Curiosidade 8: Série Vaga-Lume (Foto: Arte/G1)

Foi uma bela demonstração de senso de oportunidade. Em 1971, ocorreu uma reforma educacional que instituiu o ensino de 1º grau com duração de oito anos e obrigatório, ou seja, de 1ª a 8ª série, como denominava a Lei de Diretrizes e Bases em vigor a partir dali. Antes daquela mudança, os alunos deveriam cumprir somente até a antiga 4ª série. “Com isso, um contingente muito grande de alunos que normalmente não fariam de 5ª a 8ª passou a ter de fazer”, afirma Jiro Takahashi.

“E a Ática sentiu que era muito mais complicado vender para esse novo público obras de clássicos da literatura brasileira, como Machado de Assis, José de Alencar, Bernardo Guimarães.

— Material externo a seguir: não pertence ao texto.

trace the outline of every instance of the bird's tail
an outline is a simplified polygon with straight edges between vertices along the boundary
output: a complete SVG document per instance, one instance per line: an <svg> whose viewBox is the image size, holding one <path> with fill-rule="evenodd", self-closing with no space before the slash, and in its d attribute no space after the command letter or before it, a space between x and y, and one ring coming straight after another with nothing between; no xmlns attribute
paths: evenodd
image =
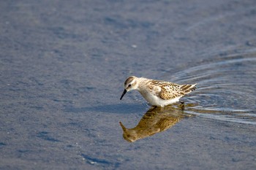
<svg viewBox="0 0 256 170"><path fill-rule="evenodd" d="M184 94L189 93L192 90L195 90L197 87L197 84L194 85L183 85L181 86L181 90L184 93Z"/></svg>

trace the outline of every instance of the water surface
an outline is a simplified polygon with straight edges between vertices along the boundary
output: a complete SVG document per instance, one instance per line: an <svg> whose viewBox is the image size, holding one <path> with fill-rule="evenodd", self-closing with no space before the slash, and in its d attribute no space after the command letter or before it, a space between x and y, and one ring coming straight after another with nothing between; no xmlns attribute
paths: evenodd
<svg viewBox="0 0 256 170"><path fill-rule="evenodd" d="M255 169L255 9L1 1L0 169ZM130 75L198 88L161 114L138 92L119 100ZM150 133L125 140L119 122L145 117Z"/></svg>

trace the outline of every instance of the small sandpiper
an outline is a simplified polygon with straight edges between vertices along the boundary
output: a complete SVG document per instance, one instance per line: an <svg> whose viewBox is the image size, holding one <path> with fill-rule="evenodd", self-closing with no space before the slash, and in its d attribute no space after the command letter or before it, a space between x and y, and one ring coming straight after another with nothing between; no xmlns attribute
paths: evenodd
<svg viewBox="0 0 256 170"><path fill-rule="evenodd" d="M131 76L124 82L124 90L120 100L127 91L137 90L152 106L164 107L179 101L181 97L195 90L196 85L178 85L170 82Z"/></svg>

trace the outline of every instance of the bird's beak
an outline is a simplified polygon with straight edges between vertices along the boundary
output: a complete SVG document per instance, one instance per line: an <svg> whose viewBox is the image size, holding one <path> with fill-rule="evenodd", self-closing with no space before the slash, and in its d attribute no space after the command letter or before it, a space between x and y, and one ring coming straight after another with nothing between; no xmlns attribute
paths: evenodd
<svg viewBox="0 0 256 170"><path fill-rule="evenodd" d="M119 124L121 127L121 128L123 129L124 132L127 131L127 128L124 127L124 125L123 125L123 123L121 123L121 122L119 122Z"/></svg>
<svg viewBox="0 0 256 170"><path fill-rule="evenodd" d="M125 93L126 93L127 92L127 90L124 89L123 93L122 93L121 96L120 100L121 100L121 98L124 97L124 96L125 95Z"/></svg>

Esses novos alunos precisavam de ter uma literatura que falasse mais de perto com eles.” Além disso, tão clássicos quanto os próprios livros da Vaga-Lume era o “Suplemento de Trabalho” que integravam cada um deles. Era um folheto com exercícios didáticos (com direito a caça-palavras e cruzadinhas) a respeito da obra.

 

Curiosidade 9: Série Vaga-Lume (Foto: Arte/G1)

A Vaga-Lume apostava essencialmente em dois elementos para o sucesso: teste de público e preço acessível. O primeiro consistia em mostrar as versões prévias histórias a grupos de alunos selecionados. Isso antes da publicação, óbvio – e só chegavam ao lançamento aquelas aprovadas. No caso de “O mistério do cinco estrelas”, foram inicialmente impressos 3 mil exemplares de uma sinopse com apenas três páginas. Um dos critérios de avaliação, inclusive, era o tempo que esses leitores da fase de testes demoravam para chegar à última linha. Se fosse rápido, melhor as chances de a obra dar certo.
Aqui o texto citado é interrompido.